Novella honra la memoria jarrillera

El portugalujo expone en rialia ‘Oroituz’, obra que servirá de base para la gran escultura que irá ubicada en La canilla

Un reportaje de Miguel A. Pardo - Lunes, 21 de Mayo de 2018 - Actualizado a las 06:00h.

La memoria histórica me ha encontrado en el camino”. Esta frase del escultor jarrillero Juanjo Novella resume a la perfección el proceso que ha conducido su carrera, una trayectoria en la que su inspiración le ha llevado ha hacer obras como el monumento al gudari La huella -ubicado en Artxanda- y el hito que recuerda a los fallecidos por la Guerra Civil en Portugalete. Hasta el próximo 17 de noviembre, el Museo Rialia acoge como invitada a Oroituz, una pieza que será la base sobre la que se haga a medio plazo un monumento a ubicarse en el paseo de La Canilla y que medirá entre 7 y 8 metros.

Oroituz es una obra que busca sintetizar y simbolizar la raíz de los conflictos y dar una visión globalizada de los mismos. Por ello, al idear este trabajo, Novella buscó enviar un mensaje directo y claro al público.
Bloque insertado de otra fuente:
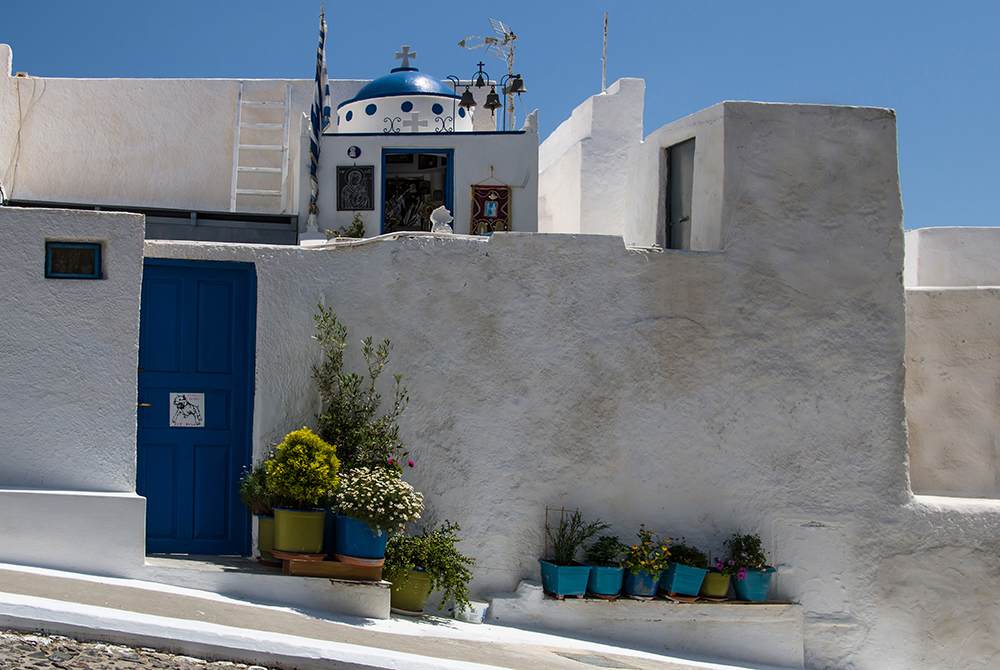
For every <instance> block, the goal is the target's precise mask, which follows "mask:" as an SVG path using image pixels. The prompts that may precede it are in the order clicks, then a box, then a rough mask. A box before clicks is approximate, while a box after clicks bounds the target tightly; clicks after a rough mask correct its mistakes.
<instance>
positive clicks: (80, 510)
mask: <svg viewBox="0 0 1000 670" xmlns="http://www.w3.org/2000/svg"><path fill="white" fill-rule="evenodd" d="M0 509H2V510H3V512H4V513H3V514H2V515H0V537H2V538H3V542H0V563H12V564H15V565H34V566H38V567H43V568H54V569H57V570H69V571H72V572H82V573H86V574H91V575H106V576H113V577H125V576H132V575H135V574H136V572H137V571H138V570H140V569H141V568H142V565H143V562H144V560H145V550H146V537H145V534H146V499H145V498H143V497H141V496H138V495H136V494H135V493H108V492H100V491H55V490H42V489H22V488H0Z"/></svg>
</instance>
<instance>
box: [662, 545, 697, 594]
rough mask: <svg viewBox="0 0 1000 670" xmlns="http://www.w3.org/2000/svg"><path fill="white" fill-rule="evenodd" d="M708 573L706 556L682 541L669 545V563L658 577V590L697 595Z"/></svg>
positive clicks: (696, 548) (683, 593) (669, 593)
mask: <svg viewBox="0 0 1000 670" xmlns="http://www.w3.org/2000/svg"><path fill="white" fill-rule="evenodd" d="M706 574H708V556H706V555H705V552H703V551H702V550H701V549H698V548H697V547H692V546H689V545H687V544H685V543H683V542H681V543H679V544H675V545H673V546H672V547H670V565H669V566H668V567H667V569H666V571H664V573H663V576H662V577H661V578H660V590H661V591H666V592H667V595H669V596H674V595H681V596H691V597H697V596H698V593H699V592H700V591H701V584H702V582H703V581H705V575H706Z"/></svg>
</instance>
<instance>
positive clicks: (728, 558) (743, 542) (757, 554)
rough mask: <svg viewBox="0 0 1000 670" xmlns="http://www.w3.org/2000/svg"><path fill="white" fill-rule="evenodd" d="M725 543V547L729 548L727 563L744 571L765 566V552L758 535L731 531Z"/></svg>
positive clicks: (766, 553) (766, 554)
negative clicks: (745, 534) (746, 534)
mask: <svg viewBox="0 0 1000 670" xmlns="http://www.w3.org/2000/svg"><path fill="white" fill-rule="evenodd" d="M725 545H726V549H728V550H729V558H728V560H727V561H726V562H727V563H728V564H729V565H735V567H736V568H737V569H740V568H742V569H743V572H744V573H745V572H746V571H747V570H762V569H764V568H765V567H767V552H765V551H764V545H763V543H762V542H761V541H760V535H757V534H756V533H752V534H747V535H740V534H739V533H733V536H732V537H731V538H729V539H728V540H726V542H725ZM741 579H742V577H741Z"/></svg>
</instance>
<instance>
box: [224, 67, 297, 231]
mask: <svg viewBox="0 0 1000 670" xmlns="http://www.w3.org/2000/svg"><path fill="white" fill-rule="evenodd" d="M265 91H266V89H265ZM251 96H252V97H255V98H256V97H261V96H260V93H259V92H254V93H251V94H249V95H248V96H247V97H251ZM272 97H273V96H272ZM291 102H292V85H291V84H290V83H288V82H286V83H285V97H284V100H280V101H279V100H247V99H244V91H243V82H242V81H241V82H239V84H238V86H237V89H236V141H235V142H234V143H233V189H232V195H231V197H230V199H229V211H231V212H235V211H236V208H237V202H239V206H240V209H241V210H246V211H266V212H274V211H275V209H276V207H275V206H276V205H278V200H279V199H280V209H278V212H279V213H281V214H284V213H285V211H286V209H287V205H286V199H287V190H288V189H287V186H288V122H289V115H290V112H291ZM279 157H280V158H279ZM279 160H280V163H279ZM279 179H280V182H279Z"/></svg>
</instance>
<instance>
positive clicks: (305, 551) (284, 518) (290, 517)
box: [274, 509, 326, 554]
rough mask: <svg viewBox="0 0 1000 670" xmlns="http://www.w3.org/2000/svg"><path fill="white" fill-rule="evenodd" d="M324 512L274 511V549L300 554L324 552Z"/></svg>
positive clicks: (302, 511)
mask: <svg viewBox="0 0 1000 670" xmlns="http://www.w3.org/2000/svg"><path fill="white" fill-rule="evenodd" d="M325 518H326V512H325V511H323V510H297V509H275V510H274V548H275V549H277V550H278V551H291V552H295V553H300V554H318V553H321V552H322V551H323V522H324V521H325Z"/></svg>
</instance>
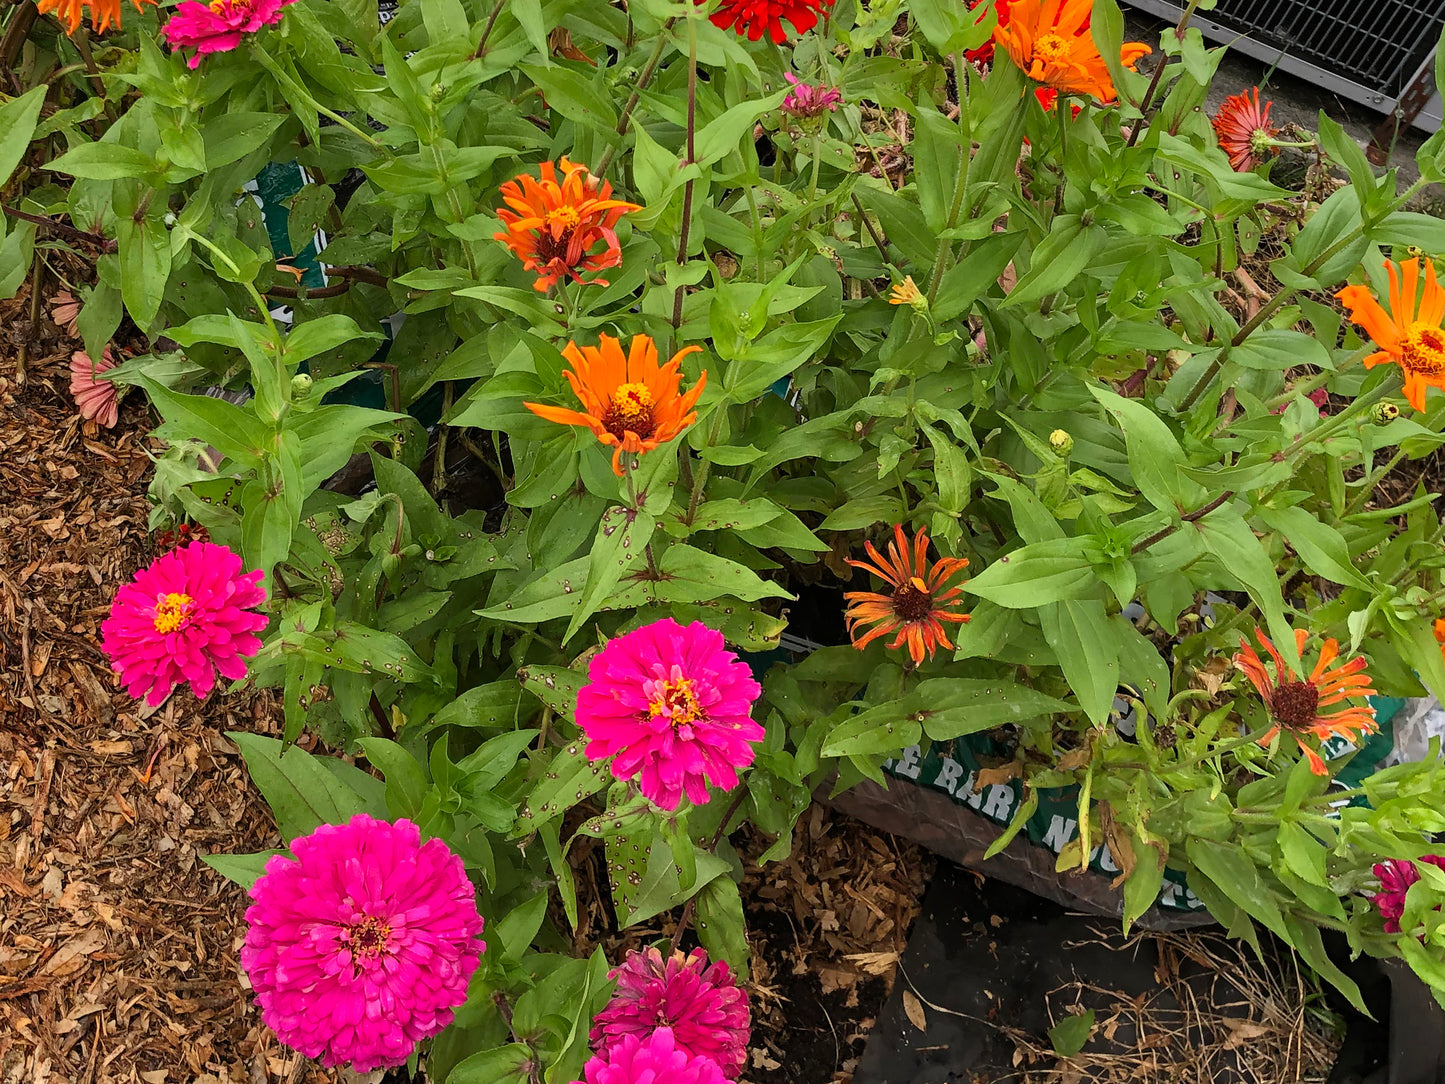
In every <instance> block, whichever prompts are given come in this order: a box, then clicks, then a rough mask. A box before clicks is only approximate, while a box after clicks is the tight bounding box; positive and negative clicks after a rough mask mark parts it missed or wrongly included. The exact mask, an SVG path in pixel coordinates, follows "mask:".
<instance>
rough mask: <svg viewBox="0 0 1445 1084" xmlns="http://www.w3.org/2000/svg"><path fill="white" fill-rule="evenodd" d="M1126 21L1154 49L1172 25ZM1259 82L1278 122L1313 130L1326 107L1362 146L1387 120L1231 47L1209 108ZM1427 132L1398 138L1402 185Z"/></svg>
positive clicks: (1261, 92)
mask: <svg viewBox="0 0 1445 1084" xmlns="http://www.w3.org/2000/svg"><path fill="white" fill-rule="evenodd" d="M1124 23H1126V33H1124V38H1126V40H1136V42H1144V43H1147V45H1149V46H1152V48H1155V49H1156V51H1157V48H1159V32H1160V30H1163V29H1165V26H1169V25H1170V23H1165V22H1163V20H1160V19H1155V17H1153V16H1149V14H1144V13H1142V12H1134V10H1130V9H1126V12H1124ZM1209 45H1212V42H1209ZM1266 74H1267V75H1269V81H1267V82H1264V78H1266ZM1256 85H1257V87H1259V88H1260V97H1261V98H1270V100H1273V101H1274V108H1273V111H1272V113H1270V120H1272V121H1274V123H1282V121H1293V123H1296V124H1301V126H1303V127H1306V129H1311V130H1314V129H1315V126H1316V123H1318V117H1319V111H1321V110H1324V111H1325V113H1328V114H1329V116H1331V117H1334V119H1335V120H1337V121H1340V123H1341V124H1344V127H1345V130H1347V132H1348V133H1350V134H1351V136H1354V137H1355V139H1357V140H1358V142H1360V143H1361V145H1363V143H1367V142H1368V140H1370V134H1371V133H1373V132H1374V129H1376V126H1377V124H1379V123H1380V121H1381V120H1384V114H1381V113H1376V111H1374V110H1368V108H1366V107H1364V106H1358V104H1355V103H1353V101H1345V100H1344V98H1341V97H1340V95H1337V94H1334V93H1331V91H1327V90H1322V88H1319V87H1315V85H1312V84H1309V82H1305V81H1303V79H1301V78H1298V77H1295V75H1290V74H1289V72H1285V71H1277V69H1276V71H1273V72H1270V71H1269V65H1266V64H1263V62H1261V61H1256V59H1254V58H1253V56H1247V55H1244V53H1243V52H1230V53H1227V55H1225V58H1224V62H1222V64H1221V65H1220V72H1218V77H1217V78H1215V81H1214V85H1212V87H1211V88H1209V97H1208V100H1207V108H1208V111H1209V113H1214V111H1215V110H1218V107H1220V104H1221V103H1222V101H1224V98H1225V97H1228V95H1230V94H1238V93H1240V91H1244V90H1248V88H1250V87H1256ZM1428 136H1429V133H1426V132H1422V130H1420V129H1416V127H1410V129H1406V130H1405V132H1403V133H1402V134H1400V137H1399V139H1397V140H1396V146H1394V149H1393V152H1392V155H1390V165H1392V166H1399V168H1400V179H1402V184H1403V185H1407V184H1412V182H1413V181H1415V179H1416V178H1418V176H1419V169H1418V168H1416V165H1415V153H1416V152H1418V150H1419V147H1420V143H1423V142H1425V139H1428ZM1433 188H1435V189H1436V191H1435V192H1433V199H1435V201H1445V191H1441V189H1439V186H1438V185H1436V186H1433Z"/></svg>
Y encontró en el juego de contrastes, el blanco y el negro que simbolizan el sí y el no la manera de expresar la génesis de los conflictos que han arrasado y arrasan actualmente el mundo. “En esta obra he ido a la raíz, a los elementos más básicos. Cualquier conflicto tiene como base la contraposición del sí y el no, el blanco y el negro. Por ello, quise ser sintético y simbólico, hacer algo diferente. Así, para darle un aspecto globalizado decidí poner sí y no en todos los idiomas posibles”, apunta Novella, para quien hacer obras en su localidad natal supone un extra de “presión y responsabilidad. Siempre quieres hacer tu trabajo lo mejor posible, pero sí es cierto que al crear en Portugalete trato de exigirme más si cabe”. Con este trabajo, Novella da un paso más en una carrera jalonada de creaciones, de obras que le han convertido en el artista portugalujo más internacional.

Cada creación es un mundo, pero uno de los objetivos que se fija Novella en su proceso creativo es que las esculturas salgan de forma natural, que sean los propios materiales con los que da forma a sus trabajos quienes ejerzan de narradores, que transmitan al público la idea base de cada trabajo. “Mi propósito es que las obras surjan de forma natural, que sean los propios materiales los que hablen, mi papel debe ser solo el de manipular dichos materiales”, apunta Novella. Pero en ese propósito, también emergen otras metas como, por ejemplo, hacer de las propias esculturas lugares, puntos que, por sí mismos, den un valor añadido a la zona en la que se asientan y que se conviertan en elementos identificativos e imprescindibles de ese entorno. “Mis obras son lugares en sí mismos, cuando las proyecto, imagino un lugar con gente paseando por la obra o las inmediaciones, mi objetivo es crear espacios, acabar con los no lugares”, reconoce Novella. Así, el hecho de que Oroituz esté expuesta en Rialia durante el próximo semestre es un paso previo al momento en el que el paseo de La Canilla acoja esta gran obra.

“Medirá 7 u 8 metros”, indica. Siete u ocho metros en los que aparecerán las palabras sí y no en infinidad de idiomas, algo que ideó para dar una visión global de la paz y la guerra, del conflicto, las causas, la base que hace que estallen las hostilidades. Durante la creación de esta obra, una de las partes más importantes de la misma ha sido la búsqueda de las diferentes formas de decir sí y no en cada idioma. “He intentado incluir el mayor número posible de idiomas y, claro está, Google ha sido una herramienta muy importante”, reconoce Novella un artista cuya aportación al arte público queda fuera de toda duda.

A lo largo de su carrera ha ido llevando su arte a puntos tan lejanos como, por ejemplo, Nueva Zelanda, país en el que realizó una puerta-escultura que evoca la idea del refugio. Esta escultura, se ha convertido en uno de los grandes iconos, de los lugares característicos de la ciudad de Nelson.

Hito a los fallecidos Hace poco menos de un año, Juanjo Novella volvió a poner su talento al servicio de la memoria histórica jarrillera. Él fue el encargado de diseñar el hito que recuerda a las personas que murieron en la noble villa en la Guerra Civil. “Es una obra que tiene la cualidad de una esquela hecha con la sensibilidad de un artista. Es algo que describe un acontecimiento. En la creación no traté esta obra como una escultura”, precisa Novella. Ahora, las inmediaciones de Santa Clara cuentan con un punto de referencia, con un lugar que narra lo que pasó en Portugalete en la Guerra Civil y, próximamente, La Canilla tendrá una escultura que muestre de forma simbólica la raíz de los conflictos.